Registre-se, além da ilegal cobrança da totalidade dos valores, a absoluta ilegitimidade do MPF para ajuizar Ações Civis Públicas acerca do tema, pois os titulares dos Fundos, seus quotistas – eventuais beneficiários da atuação do Parquet – são individualizáveis e plenamente identificáveis, o que atrai outra restrição legal, desta vez do parágrafo único do artigo 1º da Lei 7.347:

“Art. 1º  Regem-se pelas disposições desta Lei, sem prejuízo da ação popular, as ações de responsabilidade por danos morais e patrimoniais causados:

l – ao meio-ambiente;

ll – ao consumidor;

III – a bens e direitos de valor artístico, estético, histórico, turístico e paisagístico;

IV – a qualquer outro interesse difuso ou coletivo;

V – por infração da ordem econômica;  

VI – à ordem urbanística;

VII – à honra e à dignidade de grupos raciais, étnicos ou religiosos.
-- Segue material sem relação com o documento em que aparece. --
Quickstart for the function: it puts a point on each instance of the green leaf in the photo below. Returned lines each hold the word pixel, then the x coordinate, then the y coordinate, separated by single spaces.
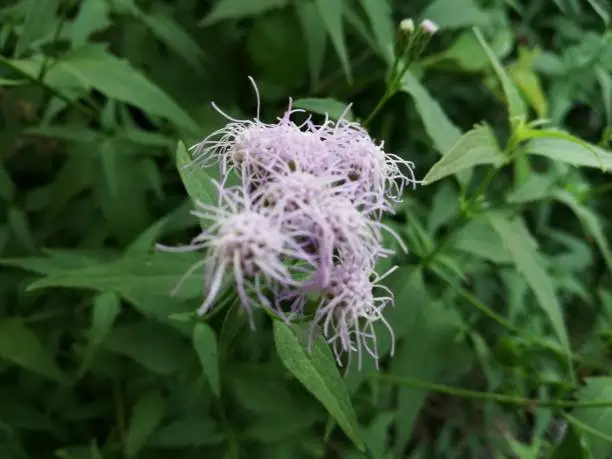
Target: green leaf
pixel 601 10
pixel 154 274
pixel 516 106
pixel 39 14
pixel 599 420
pixel 197 182
pixel 318 373
pixel 536 187
pixel 571 447
pixel 158 348
pixel 147 415
pixel 523 247
pixel 21 346
pixel 205 344
pixel 175 37
pixel 478 238
pixel 334 108
pixel 192 431
pixel 570 152
pixel 331 12
pixel 93 16
pixel 434 330
pixel 591 223
pixel 437 125
pixel 315 37
pixel 106 309
pixel 238 9
pixel 467 53
pixel 476 147
pixel 11 82
pixel 454 14
pixel 93 67
pixel 379 14
pixel 524 76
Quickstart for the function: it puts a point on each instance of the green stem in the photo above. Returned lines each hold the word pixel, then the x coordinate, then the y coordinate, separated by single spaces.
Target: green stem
pixel 586 428
pixel 461 219
pixel 489 396
pixel 389 92
pixel 119 414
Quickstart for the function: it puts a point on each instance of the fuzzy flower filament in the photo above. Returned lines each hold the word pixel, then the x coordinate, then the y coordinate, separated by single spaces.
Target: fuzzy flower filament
pixel 305 222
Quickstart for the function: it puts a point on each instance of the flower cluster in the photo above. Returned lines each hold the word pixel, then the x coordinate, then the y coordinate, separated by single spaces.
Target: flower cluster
pixel 303 223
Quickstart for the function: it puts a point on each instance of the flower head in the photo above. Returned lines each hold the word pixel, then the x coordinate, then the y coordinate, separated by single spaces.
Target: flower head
pixel 429 27
pixel 250 243
pixel 349 310
pixel 257 150
pixel 370 177
pixel 407 25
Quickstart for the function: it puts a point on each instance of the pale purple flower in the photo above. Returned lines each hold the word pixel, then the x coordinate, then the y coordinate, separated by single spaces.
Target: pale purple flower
pixel 349 310
pixel 407 25
pixel 429 26
pixel 250 243
pixel 256 150
pixel 370 177
pixel 304 223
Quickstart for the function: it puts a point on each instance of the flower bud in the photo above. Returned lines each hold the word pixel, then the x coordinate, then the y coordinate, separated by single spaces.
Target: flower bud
pixel 429 27
pixel 407 26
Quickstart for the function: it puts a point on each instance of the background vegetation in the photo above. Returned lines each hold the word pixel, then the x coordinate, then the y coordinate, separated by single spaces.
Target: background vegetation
pixel 503 306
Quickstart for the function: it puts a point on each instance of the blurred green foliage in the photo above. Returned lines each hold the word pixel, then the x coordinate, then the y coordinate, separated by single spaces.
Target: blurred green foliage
pixel 503 306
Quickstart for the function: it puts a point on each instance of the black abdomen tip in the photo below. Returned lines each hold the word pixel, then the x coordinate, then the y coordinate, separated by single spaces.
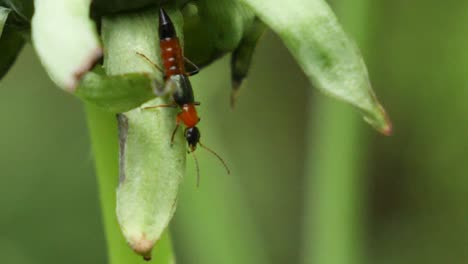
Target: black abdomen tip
pixel 166 27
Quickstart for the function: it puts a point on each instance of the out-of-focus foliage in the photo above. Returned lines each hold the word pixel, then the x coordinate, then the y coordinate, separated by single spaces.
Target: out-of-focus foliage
pixel 417 178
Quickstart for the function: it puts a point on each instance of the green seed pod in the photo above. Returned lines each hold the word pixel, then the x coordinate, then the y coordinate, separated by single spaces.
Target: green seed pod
pixel 242 57
pixel 333 63
pixel 151 169
pixel 214 28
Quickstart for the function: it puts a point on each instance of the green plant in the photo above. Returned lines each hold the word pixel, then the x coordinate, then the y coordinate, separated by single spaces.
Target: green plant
pixel 313 35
VIII – ao patrimônio público e social.

Parágrafo único.  Não será cabível ação civil pública para veicular pretensões que envolvam tributos, contribuições previdenciárias, o Fundo de Garantia do Tempo de Serviço – FGTS ou outros fundos de natureza institucional cujos beneficiários podem ser individualmente determinados.”

Traz-se abaixo o quadro resumo da posição das quotas em circulação do FINAM, negociáveis em Bolsa de Valores, frise-se, a título de ilustração:

Resta cristalino, portanto, que nem detém o MPF legitimidade para ajuizar ações civis públicas referentes aos créditos dos Fundos FINOR e FINAM e nem tampouco poderia cobrá-los na íntegra, pelas razões ora expostas.